There was nothing I could do to help him - he was doing fine on his own. I looked at my tool kit, the handful of buttons that give me my godlike power. There's the box, there's the short plank, there's the spinning motor, there's the anvil. The last mouse was on his return journey now, cheese strapped to his back. I realised that I couldn't let my reign as Shaman end so uneventfully - I summoned the anvil. It hit the bridge. The bridge snapped. The mouse fell, and died in poof of little mousey bubbles at the bottom edge of the screen. Then I vanished into the mouse hole automatically. Why did I do that? I'm not sure. Was it fun? Yes. Did we win? Yes!

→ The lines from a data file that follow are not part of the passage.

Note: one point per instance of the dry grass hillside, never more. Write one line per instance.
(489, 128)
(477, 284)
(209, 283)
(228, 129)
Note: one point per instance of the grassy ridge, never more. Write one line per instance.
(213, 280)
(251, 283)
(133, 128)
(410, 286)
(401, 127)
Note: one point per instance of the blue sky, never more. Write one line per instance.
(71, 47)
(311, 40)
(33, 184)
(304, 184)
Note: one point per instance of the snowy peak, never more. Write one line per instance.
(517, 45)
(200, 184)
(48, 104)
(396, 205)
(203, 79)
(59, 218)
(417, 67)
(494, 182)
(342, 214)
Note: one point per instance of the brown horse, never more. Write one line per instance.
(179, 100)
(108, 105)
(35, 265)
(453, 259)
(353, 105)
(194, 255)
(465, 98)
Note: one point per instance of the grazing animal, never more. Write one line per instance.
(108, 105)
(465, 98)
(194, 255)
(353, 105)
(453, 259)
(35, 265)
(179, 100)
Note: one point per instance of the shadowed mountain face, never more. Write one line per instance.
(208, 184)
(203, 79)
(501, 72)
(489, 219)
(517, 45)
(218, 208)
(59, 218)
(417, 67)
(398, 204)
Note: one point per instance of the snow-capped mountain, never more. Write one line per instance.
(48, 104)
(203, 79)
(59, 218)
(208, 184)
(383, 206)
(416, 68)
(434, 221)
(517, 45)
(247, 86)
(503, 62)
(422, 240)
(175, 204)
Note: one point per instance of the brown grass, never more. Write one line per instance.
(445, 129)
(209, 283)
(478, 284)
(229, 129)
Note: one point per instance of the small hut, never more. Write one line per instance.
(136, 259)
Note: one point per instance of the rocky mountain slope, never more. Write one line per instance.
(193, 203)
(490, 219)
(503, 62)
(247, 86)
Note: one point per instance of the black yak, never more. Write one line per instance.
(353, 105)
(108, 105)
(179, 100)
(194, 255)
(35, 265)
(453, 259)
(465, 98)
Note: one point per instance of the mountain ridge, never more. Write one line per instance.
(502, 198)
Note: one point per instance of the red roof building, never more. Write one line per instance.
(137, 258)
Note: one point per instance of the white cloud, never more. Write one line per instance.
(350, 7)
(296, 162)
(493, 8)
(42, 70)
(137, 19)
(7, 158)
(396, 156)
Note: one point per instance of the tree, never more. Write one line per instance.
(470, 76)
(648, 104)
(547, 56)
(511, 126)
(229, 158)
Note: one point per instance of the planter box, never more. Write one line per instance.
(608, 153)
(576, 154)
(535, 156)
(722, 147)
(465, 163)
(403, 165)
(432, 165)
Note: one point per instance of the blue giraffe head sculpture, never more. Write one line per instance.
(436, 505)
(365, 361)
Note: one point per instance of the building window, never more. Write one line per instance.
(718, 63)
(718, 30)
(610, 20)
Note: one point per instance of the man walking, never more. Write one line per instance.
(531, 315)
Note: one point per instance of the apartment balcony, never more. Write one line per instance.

Sometimes there are two Shamans - a pink and a blue, each with their own colour mouse hole. The idea here is that they'll be competing to help you the most - leading you to their exit and netting the bigger score. The reality is that they just fight, using all their dirty powers against one another. Sometimes there's an obvious skill gap and one will just spank the other into outer space. Sometimes they work together.
Chaos is the overriding force that governs this game. Rounds are quick, graphics are simple, and the majority of the mice are caught between the harsh, uncaring levels and the malicious, scheming Shamans. The cool part is that whenever you steal a piece of cheese, it adds it to your bank. You can spend the cheese on hats . I rest my case.